Mermaid xychart has no line stroke-width config, so set a larger 1800x600
canvas via an init directive; GitHub scales the SVG to comment width,
rendering the line proportionally thinner and giving 1800 points room to
resolve.

---------

Co-authored-by: Claude &lt;noreply@anthropic.com&gt;
diff --git a/src/astrameter/simulator/evaluation.py b/src/astrameter/simulator/evaluation.py
@@ -22,9 +22,10 @@
     uv run python -m astrameter.simulator.evaluation --compare base.json \\
         --input head.json
 
-``--compare`` renders a Markdown before/after table; CI runs the suite on
-the PR base and head and posts that comparison as a sticky PR comment (see
-``.github/workflows/ci.yml``, job ``steering-eval``).
+``--compare`` renders a Markdown before/after table — including a Mermaid
+chart of each scenario's grid-power trace (base vs head) — and CI runs the
+suite on the PR base and head and posts that comparison as a sticky PR
+comment (see ``.github/workflows/ci.yml``, job ``steering-eval``).
 """
 
 from __future__ import annotations
@@ -68,6 +69,16 @@
 HEADROOM_MARGIN_W = 5.0
 SOC_EMPTY = 0.02
 SOC_FULL = 0.98
+# Number of points each scenario's grid-power trace is downsampled to for the
+# Mermaid chart in the CI PR comment.
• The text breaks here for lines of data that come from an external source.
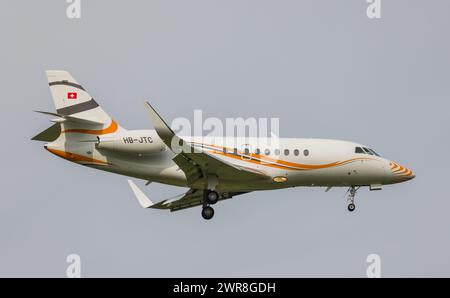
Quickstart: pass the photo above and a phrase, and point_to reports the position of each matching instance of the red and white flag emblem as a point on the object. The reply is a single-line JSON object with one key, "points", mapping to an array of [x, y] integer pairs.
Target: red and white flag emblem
{"points": [[71, 95]]}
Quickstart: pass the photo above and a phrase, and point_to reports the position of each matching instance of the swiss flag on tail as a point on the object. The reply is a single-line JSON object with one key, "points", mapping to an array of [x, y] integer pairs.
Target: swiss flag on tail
{"points": [[71, 95]]}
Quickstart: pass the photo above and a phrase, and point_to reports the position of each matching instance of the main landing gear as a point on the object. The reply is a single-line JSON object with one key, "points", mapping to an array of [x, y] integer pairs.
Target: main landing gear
{"points": [[351, 197], [210, 197]]}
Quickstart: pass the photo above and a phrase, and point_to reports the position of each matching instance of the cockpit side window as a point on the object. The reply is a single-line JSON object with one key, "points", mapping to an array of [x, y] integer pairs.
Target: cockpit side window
{"points": [[359, 150], [371, 150]]}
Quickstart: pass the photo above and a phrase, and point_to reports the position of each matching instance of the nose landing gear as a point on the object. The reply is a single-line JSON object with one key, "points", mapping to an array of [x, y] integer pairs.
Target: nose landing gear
{"points": [[210, 197], [351, 197]]}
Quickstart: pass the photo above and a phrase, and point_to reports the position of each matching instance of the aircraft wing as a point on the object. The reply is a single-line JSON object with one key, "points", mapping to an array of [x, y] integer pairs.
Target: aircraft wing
{"points": [[192, 198], [196, 162]]}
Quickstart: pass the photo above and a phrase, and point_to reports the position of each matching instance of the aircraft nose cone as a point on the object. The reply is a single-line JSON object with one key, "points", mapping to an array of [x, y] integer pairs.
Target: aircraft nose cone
{"points": [[400, 173]]}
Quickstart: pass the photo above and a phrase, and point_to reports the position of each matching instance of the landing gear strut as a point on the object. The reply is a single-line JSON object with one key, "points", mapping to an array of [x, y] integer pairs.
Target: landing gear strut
{"points": [[210, 197], [351, 197], [207, 212]]}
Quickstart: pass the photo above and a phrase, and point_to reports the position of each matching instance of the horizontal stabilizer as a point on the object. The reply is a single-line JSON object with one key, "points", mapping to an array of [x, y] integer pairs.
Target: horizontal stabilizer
{"points": [[144, 201], [50, 134], [66, 118]]}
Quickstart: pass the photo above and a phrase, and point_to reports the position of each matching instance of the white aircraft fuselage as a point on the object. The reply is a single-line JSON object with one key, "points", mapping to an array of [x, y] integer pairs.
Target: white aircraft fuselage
{"points": [[213, 168]]}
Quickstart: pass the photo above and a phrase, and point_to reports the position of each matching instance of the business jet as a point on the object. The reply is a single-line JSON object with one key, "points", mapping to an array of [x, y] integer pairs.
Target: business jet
{"points": [[212, 169]]}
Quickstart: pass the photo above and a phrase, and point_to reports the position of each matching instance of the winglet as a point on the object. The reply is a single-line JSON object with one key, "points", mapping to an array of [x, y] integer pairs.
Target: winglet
{"points": [[144, 201]]}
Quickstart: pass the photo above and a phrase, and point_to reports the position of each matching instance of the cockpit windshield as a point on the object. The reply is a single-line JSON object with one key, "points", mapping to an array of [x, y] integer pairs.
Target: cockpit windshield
{"points": [[364, 150]]}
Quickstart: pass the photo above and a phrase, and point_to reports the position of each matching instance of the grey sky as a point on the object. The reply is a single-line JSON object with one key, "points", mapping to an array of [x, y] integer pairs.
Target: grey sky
{"points": [[322, 67]]}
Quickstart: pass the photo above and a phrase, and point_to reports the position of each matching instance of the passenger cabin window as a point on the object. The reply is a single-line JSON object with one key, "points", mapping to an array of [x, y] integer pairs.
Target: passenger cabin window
{"points": [[364, 150], [367, 151]]}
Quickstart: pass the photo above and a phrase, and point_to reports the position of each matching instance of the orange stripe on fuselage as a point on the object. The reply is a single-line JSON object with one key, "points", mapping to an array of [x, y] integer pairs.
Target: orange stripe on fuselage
{"points": [[281, 164], [110, 129], [76, 157]]}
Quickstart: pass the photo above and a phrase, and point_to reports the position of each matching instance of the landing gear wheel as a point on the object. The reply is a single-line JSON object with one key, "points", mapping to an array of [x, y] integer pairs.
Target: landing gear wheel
{"points": [[351, 207], [211, 197], [207, 212]]}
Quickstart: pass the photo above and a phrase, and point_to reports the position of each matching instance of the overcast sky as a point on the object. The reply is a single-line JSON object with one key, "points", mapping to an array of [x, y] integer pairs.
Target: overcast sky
{"points": [[322, 67]]}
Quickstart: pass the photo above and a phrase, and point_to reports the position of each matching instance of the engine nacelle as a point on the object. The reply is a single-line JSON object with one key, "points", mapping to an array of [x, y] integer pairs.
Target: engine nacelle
{"points": [[132, 143]]}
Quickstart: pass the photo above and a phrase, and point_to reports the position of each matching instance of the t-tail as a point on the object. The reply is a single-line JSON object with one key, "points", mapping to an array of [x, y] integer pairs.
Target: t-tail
{"points": [[78, 119]]}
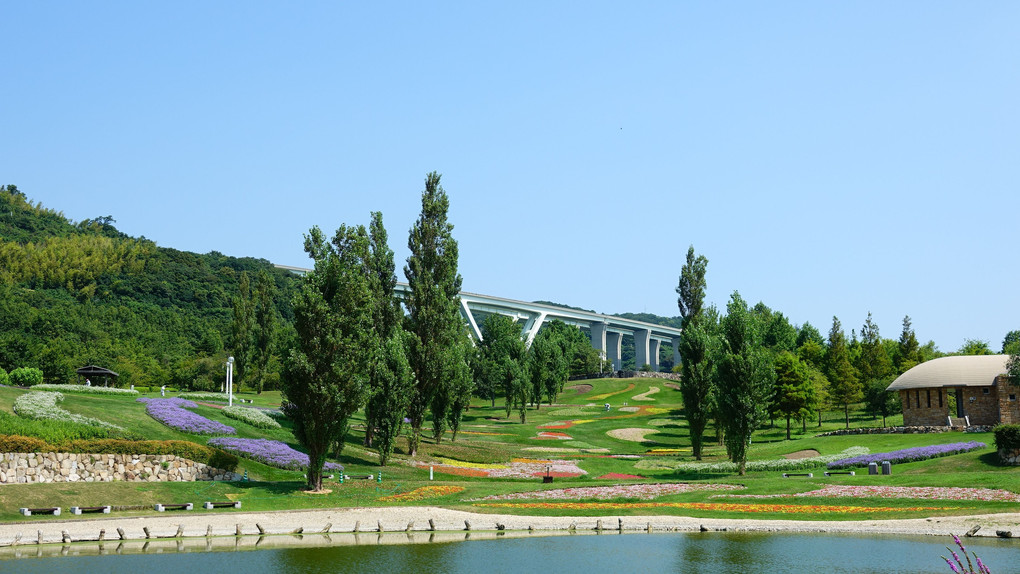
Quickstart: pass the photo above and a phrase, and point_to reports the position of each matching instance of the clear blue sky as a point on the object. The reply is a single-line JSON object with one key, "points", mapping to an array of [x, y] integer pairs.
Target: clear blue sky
{"points": [[827, 158]]}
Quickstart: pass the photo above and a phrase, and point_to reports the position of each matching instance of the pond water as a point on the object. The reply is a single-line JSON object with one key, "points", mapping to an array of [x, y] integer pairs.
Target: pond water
{"points": [[516, 552]]}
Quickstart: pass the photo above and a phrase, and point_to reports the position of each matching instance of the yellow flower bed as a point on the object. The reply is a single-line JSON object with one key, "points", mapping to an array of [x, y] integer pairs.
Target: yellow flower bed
{"points": [[422, 493]]}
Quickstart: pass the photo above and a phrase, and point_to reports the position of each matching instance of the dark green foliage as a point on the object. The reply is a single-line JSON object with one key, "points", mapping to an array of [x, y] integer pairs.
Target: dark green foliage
{"points": [[908, 350], [878, 401], [794, 395], [434, 322], [26, 376], [390, 379], [326, 373], [48, 429], [697, 367], [746, 377], [1007, 436], [974, 347], [1011, 344], [874, 362], [503, 361], [72, 295], [845, 386]]}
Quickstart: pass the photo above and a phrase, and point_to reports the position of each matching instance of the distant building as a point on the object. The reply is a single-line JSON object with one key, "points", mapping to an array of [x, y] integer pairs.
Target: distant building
{"points": [[982, 394]]}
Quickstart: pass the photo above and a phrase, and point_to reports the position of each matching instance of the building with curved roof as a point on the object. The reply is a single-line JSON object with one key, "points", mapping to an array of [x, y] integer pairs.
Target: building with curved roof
{"points": [[975, 384]]}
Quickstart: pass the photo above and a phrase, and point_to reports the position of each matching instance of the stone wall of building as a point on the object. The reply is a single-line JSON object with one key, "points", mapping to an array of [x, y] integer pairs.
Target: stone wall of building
{"points": [[73, 467], [980, 404], [925, 407], [1009, 406]]}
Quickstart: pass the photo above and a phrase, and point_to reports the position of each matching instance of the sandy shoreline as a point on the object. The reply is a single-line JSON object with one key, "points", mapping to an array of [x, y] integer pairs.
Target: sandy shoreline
{"points": [[202, 524]]}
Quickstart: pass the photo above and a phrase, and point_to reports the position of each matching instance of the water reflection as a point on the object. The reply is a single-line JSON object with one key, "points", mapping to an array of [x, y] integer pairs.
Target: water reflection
{"points": [[582, 553]]}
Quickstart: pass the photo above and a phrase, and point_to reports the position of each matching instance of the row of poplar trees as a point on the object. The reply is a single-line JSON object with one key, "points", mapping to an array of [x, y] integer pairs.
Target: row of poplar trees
{"points": [[356, 349]]}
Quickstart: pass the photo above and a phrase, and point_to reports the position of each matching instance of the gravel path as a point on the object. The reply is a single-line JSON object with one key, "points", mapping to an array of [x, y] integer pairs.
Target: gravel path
{"points": [[198, 523]]}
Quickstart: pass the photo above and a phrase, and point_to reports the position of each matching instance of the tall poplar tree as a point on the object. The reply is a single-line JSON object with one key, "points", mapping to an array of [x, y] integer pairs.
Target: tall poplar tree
{"points": [[434, 322], [844, 385], [390, 379], [695, 346], [243, 329], [746, 379], [264, 335], [326, 374]]}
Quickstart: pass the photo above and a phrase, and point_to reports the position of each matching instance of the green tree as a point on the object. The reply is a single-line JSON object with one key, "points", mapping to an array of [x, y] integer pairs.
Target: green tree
{"points": [[390, 378], [264, 332], [697, 369], [243, 330], [746, 377], [1011, 344], [908, 349], [504, 356], [878, 401], [974, 347], [873, 362], [795, 392], [326, 374], [434, 322], [845, 387]]}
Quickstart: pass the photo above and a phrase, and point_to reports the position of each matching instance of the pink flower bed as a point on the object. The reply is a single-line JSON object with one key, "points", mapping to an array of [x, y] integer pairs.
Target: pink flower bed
{"points": [[919, 492], [641, 491]]}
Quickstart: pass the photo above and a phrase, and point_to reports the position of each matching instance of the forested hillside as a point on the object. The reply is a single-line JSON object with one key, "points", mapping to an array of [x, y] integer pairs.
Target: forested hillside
{"points": [[83, 293]]}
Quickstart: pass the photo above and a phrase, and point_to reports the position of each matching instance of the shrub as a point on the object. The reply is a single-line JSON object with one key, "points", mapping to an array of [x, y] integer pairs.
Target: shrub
{"points": [[909, 455], [254, 417], [17, 444], [47, 429], [83, 389], [43, 405], [26, 376], [1007, 436]]}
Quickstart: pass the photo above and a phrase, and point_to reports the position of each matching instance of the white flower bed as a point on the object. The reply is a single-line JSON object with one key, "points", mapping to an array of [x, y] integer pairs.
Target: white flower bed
{"points": [[83, 389], [770, 465], [43, 405], [255, 417]]}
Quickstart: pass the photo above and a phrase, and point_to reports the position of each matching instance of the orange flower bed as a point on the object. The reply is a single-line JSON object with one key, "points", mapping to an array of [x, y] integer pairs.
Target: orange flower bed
{"points": [[460, 471], [716, 507], [422, 493]]}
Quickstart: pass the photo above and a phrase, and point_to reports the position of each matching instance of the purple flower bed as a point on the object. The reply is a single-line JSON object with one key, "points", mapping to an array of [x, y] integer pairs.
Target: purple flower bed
{"points": [[909, 455], [272, 453], [171, 413]]}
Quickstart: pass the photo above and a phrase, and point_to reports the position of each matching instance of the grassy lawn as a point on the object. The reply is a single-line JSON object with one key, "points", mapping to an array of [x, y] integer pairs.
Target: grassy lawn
{"points": [[643, 434]]}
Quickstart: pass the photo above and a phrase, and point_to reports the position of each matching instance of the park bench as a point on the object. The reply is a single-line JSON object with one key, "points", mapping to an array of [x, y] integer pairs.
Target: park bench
{"points": [[162, 508], [55, 511], [228, 504], [80, 510]]}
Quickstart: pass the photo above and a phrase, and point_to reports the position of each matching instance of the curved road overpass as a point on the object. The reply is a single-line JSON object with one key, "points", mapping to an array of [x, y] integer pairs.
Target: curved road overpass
{"points": [[606, 331]]}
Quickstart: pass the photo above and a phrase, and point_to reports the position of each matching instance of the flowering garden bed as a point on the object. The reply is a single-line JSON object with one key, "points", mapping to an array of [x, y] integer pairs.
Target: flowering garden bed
{"points": [[908, 455], [916, 492], [713, 507], [641, 491], [272, 453], [172, 413], [422, 493]]}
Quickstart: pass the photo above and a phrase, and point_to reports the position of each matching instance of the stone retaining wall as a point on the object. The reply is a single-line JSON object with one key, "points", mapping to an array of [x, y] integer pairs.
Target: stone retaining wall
{"points": [[72, 467], [1010, 456]]}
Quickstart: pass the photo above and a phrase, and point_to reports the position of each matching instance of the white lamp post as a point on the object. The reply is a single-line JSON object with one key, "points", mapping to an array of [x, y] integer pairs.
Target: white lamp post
{"points": [[230, 381]]}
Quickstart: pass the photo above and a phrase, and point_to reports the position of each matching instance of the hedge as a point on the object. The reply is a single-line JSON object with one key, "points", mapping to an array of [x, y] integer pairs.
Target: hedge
{"points": [[1007, 436]]}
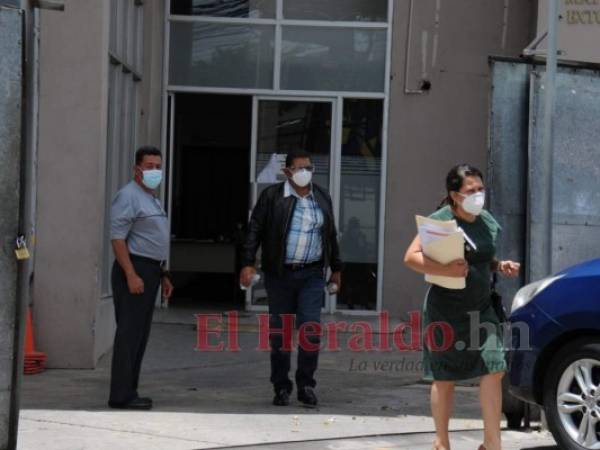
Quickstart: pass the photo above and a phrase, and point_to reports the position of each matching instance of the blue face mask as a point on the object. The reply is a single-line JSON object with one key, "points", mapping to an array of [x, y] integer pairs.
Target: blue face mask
{"points": [[152, 178]]}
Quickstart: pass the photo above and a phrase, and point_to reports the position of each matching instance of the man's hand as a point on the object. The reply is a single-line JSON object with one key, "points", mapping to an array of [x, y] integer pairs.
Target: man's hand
{"points": [[167, 288], [457, 269], [336, 277], [246, 276], [509, 269], [135, 284]]}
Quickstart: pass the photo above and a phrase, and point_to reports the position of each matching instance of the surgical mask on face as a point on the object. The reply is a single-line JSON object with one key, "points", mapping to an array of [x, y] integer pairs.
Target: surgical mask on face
{"points": [[302, 177], [473, 204], [152, 178]]}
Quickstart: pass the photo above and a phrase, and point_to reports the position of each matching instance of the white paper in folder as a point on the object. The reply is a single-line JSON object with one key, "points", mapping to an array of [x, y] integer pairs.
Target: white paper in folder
{"points": [[444, 242]]}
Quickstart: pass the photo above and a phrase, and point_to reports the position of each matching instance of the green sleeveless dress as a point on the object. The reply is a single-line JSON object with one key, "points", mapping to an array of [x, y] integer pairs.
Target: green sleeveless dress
{"points": [[453, 349]]}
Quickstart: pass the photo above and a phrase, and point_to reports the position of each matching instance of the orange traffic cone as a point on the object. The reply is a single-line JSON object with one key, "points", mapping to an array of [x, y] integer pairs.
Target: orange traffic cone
{"points": [[34, 361]]}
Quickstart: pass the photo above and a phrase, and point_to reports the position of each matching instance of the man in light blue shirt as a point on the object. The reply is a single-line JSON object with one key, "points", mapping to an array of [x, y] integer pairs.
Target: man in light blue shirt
{"points": [[140, 240], [293, 223]]}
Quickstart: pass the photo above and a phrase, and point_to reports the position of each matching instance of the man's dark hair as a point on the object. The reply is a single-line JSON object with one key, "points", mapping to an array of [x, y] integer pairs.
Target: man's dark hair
{"points": [[294, 155], [146, 151]]}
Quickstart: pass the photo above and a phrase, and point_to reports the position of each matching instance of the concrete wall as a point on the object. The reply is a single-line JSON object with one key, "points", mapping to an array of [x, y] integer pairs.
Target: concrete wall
{"points": [[11, 73], [72, 154], [74, 325], [430, 133], [152, 87], [578, 29]]}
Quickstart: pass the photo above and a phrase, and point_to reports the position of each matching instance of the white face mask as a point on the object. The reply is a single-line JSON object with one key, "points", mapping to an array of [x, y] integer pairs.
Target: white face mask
{"points": [[302, 177], [473, 204]]}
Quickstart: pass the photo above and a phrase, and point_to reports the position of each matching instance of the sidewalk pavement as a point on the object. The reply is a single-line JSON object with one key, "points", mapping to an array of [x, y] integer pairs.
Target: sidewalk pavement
{"points": [[223, 399]]}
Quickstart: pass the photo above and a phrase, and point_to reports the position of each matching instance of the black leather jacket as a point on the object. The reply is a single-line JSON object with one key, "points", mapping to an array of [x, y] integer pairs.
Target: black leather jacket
{"points": [[269, 226]]}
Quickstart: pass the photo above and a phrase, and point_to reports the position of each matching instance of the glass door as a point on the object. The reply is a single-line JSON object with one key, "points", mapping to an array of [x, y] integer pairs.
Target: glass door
{"points": [[281, 125]]}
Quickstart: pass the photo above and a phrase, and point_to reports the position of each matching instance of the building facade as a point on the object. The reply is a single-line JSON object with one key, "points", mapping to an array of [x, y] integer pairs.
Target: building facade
{"points": [[386, 94]]}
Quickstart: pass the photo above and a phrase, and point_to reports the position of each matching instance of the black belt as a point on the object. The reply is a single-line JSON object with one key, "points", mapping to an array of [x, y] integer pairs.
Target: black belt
{"points": [[145, 259], [294, 267]]}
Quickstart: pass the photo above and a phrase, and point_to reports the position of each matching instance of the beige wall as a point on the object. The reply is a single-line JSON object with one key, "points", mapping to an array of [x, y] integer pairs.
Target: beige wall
{"points": [[579, 29], [430, 133]]}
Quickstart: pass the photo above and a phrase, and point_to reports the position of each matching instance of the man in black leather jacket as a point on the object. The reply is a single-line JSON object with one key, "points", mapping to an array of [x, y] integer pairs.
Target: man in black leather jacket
{"points": [[293, 222]]}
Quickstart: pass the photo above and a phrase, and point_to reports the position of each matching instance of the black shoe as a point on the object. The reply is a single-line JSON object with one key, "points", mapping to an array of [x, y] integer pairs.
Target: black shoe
{"points": [[139, 403], [307, 396], [282, 398]]}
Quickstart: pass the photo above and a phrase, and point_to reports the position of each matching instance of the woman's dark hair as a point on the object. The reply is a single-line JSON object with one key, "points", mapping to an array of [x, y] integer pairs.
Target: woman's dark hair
{"points": [[456, 178], [146, 151]]}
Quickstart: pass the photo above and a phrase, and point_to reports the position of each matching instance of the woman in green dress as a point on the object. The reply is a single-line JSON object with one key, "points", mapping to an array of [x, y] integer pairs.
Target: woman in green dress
{"points": [[469, 343]]}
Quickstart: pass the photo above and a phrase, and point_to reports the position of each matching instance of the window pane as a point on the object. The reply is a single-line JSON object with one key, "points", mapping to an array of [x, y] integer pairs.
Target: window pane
{"points": [[225, 8], [323, 59], [348, 10], [359, 202], [216, 55]]}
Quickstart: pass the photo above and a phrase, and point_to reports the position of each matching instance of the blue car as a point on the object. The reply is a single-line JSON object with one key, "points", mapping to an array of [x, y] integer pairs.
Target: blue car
{"points": [[555, 359]]}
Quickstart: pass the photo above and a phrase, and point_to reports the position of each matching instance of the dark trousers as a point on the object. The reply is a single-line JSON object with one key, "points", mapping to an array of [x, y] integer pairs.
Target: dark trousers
{"points": [[299, 292], [134, 319]]}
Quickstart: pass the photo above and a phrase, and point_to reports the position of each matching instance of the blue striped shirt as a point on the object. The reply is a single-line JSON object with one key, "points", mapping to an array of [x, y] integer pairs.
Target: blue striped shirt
{"points": [[304, 242]]}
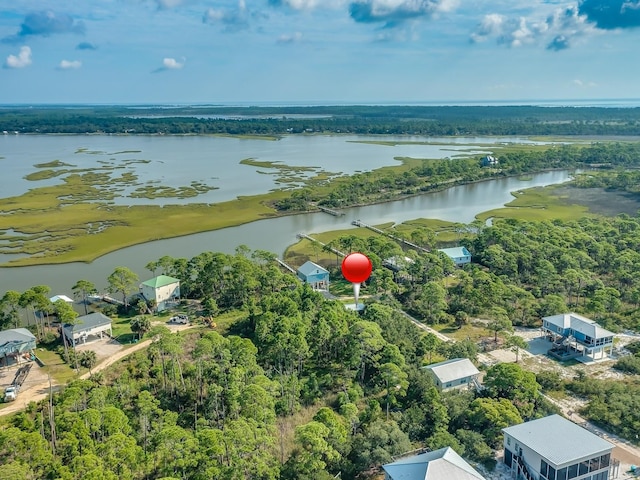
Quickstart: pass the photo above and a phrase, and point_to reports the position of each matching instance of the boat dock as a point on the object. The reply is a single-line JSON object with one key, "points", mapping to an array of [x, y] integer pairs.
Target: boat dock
{"points": [[358, 223], [330, 211], [324, 245]]}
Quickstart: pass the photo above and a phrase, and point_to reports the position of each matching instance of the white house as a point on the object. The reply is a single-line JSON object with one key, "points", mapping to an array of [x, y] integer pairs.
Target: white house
{"points": [[553, 448], [459, 255], [162, 290], [314, 275], [576, 336], [94, 324], [442, 464], [455, 373]]}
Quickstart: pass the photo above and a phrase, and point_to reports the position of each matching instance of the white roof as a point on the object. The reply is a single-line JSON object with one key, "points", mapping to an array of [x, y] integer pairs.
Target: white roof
{"points": [[558, 440], [455, 369], [440, 464], [455, 252], [55, 298], [579, 324]]}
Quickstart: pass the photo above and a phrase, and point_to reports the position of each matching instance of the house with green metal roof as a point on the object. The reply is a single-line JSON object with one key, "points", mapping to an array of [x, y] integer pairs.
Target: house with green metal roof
{"points": [[459, 255], [163, 290], [15, 342], [554, 448]]}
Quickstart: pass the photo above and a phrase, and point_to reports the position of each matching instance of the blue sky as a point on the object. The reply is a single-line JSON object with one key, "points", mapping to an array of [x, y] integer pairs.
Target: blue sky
{"points": [[317, 51]]}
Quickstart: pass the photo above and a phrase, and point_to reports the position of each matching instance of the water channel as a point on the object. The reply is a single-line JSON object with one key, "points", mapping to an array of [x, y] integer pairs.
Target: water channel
{"points": [[458, 204]]}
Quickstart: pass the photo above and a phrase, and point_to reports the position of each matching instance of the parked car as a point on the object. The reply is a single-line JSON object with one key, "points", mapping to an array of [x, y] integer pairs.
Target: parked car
{"points": [[181, 318]]}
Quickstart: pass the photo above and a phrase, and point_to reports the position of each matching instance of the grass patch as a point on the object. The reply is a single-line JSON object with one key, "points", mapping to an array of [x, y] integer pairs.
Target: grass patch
{"points": [[55, 365], [537, 204]]}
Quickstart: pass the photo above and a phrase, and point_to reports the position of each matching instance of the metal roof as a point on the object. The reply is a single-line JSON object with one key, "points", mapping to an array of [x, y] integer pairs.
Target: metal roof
{"points": [[579, 324], [310, 268], [440, 464], [455, 252], [87, 322], [454, 369], [160, 281], [558, 440], [16, 335]]}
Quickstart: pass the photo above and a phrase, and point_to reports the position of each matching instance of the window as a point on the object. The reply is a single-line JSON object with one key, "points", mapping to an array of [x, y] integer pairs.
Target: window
{"points": [[543, 468], [562, 474], [583, 467]]}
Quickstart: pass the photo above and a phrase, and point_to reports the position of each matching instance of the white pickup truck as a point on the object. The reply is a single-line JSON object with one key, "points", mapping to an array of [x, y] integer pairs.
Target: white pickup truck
{"points": [[181, 318], [11, 393]]}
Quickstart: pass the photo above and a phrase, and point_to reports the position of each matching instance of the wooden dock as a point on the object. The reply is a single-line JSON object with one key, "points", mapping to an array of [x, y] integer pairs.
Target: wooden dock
{"points": [[358, 223], [330, 211], [324, 245]]}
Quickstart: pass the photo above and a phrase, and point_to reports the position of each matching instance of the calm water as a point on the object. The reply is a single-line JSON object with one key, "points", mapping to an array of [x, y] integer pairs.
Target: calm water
{"points": [[176, 161], [459, 204]]}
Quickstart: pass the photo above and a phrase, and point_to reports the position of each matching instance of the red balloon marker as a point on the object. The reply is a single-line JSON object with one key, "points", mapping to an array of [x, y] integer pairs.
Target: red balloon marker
{"points": [[356, 268]]}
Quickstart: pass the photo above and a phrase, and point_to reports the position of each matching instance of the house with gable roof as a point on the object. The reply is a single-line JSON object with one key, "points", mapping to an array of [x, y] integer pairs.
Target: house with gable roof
{"points": [[163, 290], [314, 275], [440, 464], [454, 373]]}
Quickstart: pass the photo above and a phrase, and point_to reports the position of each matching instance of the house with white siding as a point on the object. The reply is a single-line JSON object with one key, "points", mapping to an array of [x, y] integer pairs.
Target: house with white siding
{"points": [[163, 290], [454, 373], [553, 448]]}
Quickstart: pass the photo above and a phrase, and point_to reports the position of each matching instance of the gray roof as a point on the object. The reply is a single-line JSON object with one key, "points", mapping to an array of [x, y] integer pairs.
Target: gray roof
{"points": [[558, 440], [87, 322], [16, 335], [579, 324], [440, 464], [454, 369], [310, 268]]}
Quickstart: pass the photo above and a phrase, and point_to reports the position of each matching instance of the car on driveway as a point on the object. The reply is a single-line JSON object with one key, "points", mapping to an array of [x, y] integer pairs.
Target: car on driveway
{"points": [[181, 318]]}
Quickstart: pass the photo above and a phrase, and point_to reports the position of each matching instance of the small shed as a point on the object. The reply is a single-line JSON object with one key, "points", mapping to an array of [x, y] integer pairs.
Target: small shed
{"points": [[161, 289], [15, 342], [94, 324], [314, 275], [455, 373], [459, 255]]}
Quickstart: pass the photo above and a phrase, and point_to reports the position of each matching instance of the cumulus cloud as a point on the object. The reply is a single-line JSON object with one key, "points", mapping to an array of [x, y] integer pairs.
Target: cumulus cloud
{"points": [[612, 14], [46, 23], [557, 31], [233, 20], [69, 64], [86, 46], [395, 12], [293, 38], [166, 4], [306, 4], [23, 59], [169, 63]]}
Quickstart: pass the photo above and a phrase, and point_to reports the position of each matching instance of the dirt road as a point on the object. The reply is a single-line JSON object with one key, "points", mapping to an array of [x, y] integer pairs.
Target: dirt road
{"points": [[40, 391]]}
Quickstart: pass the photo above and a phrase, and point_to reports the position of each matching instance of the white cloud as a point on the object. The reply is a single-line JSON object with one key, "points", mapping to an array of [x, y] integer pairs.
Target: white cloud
{"points": [[557, 31], [172, 64], [69, 64], [23, 59], [293, 38]]}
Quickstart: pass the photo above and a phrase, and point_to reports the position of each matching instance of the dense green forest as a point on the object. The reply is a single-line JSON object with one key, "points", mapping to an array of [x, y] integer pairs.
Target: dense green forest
{"points": [[300, 387], [416, 120]]}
Base and head share this fixed count so
+# the two lines align by index regardless of poll cadence.
+GRAPH_POINTS = 1800
+# Mermaid's plot line has a fixed pixel stroke width with no config knob, so we
+# enlarge the chart canvas instead: GitHub scales the SVG down to the comment
+# width, which renders the line proportionally thinner — and the extra width
+# gives the 1800 points room to resolve instead of blobbing together.
+GRAPH_WIDTH = 1800
+GRAPH_HEIGHT = 600
 
 
 # ---------------------------------------------------------------------------
@@ -341,6 +352,29 @@ def _settle_time(samples: list[_Sample], start: float, end: float) -> float | No
     return None
 
 
+def _downsample_grid(
+    samples: list[_Sample], duration_s: float, n: int = GRAPH_POINTS
+) -> list[float]:
+    """Bucket the grid trace into *n* evenly spaced mean values over the run.
+
+    Empty buckets carry the previous value forward so the chart has no gaps;
+    the fixed length lets base and head overlay by index in the PR comment.
+    """
+    if not samples or duration_s <= 0 or n <= 0:
+        return []
+    buckets: list[list[float]] = [[] for _ in range(n)]
+    for s in samples:
+        idx = min(int(s.t / duration_s * n), n - 1)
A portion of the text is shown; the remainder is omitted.